Oriental white-backed vultures have seen their numbers collapse (Image: RSPB Images/Guy Shorrock)
Three species on the Asian subcontinent are close to extinction after eating animal carcasses containing traces of the anti-inflammatory diclofenac.
Delhi officials are said to be waiting on final tests of a replacement drug before taking a decision.
A study reported this week showed meloxicam to be a safe alternative.
The three species most seriously affected by diclofenac are the oriental white-backed vulture (Gyps bengalensis), the long-billed vulture (Gyps indicus) and the slender-billed vulture (Gyps tenuirostris).
In the past 10 years, population losses of more than 95% have been reported in these three raptor species.
The link to diclofenac was firmly established in 2004. Tests on captive vultures fed carcass flesh traced with the drug produced symptoms that were strikingly similar to those witnessed in sick birds in the wild.
Diclofenac is a non-steroidal anti-inflammatory drug whose veterinary use on livestock in South Asia has grown rapidly in recent years.
Bird groups told Indian ministry officials at a two-day meeting this week that meloxicam would be a safe and effective alternative. A study published by the Public Library of Science (PLoS) had shown it to be harmless to vultures.
Chris Bowden, who heads the British-based Royal Society for the Protection of Birds' (RSPB) vulture conservation programme, said: "I am convinced that diclofenac will be banned in India this year and possibly within the next six months.
"Without a ban, Asian vultures will become extinct. That would be a tragedy not just for the birds but for the thousands/millions of people for whom vultures are crucial to health, livelihood and religion."
Two Indian ministries are key to the decision to ban diclofenac. Shri Namo Narain Meena, minister of environment and forests, said at the meeting in Delhi: "The most important step to save the vultures, as I understand it, is the complete ban on the veterinary formulation of the drug diclofenac."
But the agriculture ministry, which will make the final decision, has insisted on waiting for the results of last meloxicam tests which are due next week.
Dr Asad Rahmani, director of Bombay Natural History Society, said: "The ministry of environment and forests is fully behind the need for a ban.

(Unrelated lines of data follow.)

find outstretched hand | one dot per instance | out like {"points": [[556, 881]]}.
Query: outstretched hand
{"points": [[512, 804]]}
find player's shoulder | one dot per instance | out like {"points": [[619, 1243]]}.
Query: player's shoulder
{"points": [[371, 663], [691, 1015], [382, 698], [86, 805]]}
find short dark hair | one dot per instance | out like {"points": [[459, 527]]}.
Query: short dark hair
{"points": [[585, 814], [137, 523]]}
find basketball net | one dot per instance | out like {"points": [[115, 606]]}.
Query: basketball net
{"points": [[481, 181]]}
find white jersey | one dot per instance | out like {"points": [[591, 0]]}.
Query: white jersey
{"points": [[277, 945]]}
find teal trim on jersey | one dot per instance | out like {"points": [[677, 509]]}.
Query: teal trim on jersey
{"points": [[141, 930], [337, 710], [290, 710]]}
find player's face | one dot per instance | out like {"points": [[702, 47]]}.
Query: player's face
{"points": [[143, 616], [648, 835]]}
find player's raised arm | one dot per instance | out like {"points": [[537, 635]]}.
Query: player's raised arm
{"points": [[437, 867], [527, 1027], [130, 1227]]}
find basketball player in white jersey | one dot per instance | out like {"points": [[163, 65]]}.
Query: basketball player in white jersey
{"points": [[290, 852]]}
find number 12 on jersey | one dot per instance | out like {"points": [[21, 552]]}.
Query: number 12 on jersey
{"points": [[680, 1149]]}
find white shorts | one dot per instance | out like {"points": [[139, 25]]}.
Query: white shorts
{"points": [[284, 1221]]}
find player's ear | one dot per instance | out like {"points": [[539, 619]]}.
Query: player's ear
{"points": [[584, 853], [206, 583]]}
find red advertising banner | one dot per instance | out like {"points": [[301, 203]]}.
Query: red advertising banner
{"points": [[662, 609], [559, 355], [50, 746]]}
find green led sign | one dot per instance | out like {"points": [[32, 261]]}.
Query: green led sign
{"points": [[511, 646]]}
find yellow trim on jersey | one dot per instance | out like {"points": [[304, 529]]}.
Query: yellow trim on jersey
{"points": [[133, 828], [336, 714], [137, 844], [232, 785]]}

However our agriculture ministry appears to be the main delay to saving vultures from extinction."
The Indian government has sanctioned a nationwide census of vultures to establish how many remain.
Saving the birds from extinction could have important implications for human health, argue conservationists. As vulture numbers decline, so stray dogs are becoming much more numerous, feeding off the increasing number of unattended animal carcasses.
The danger is that they will spread deadly disease, in particular rabies, which is rife in India.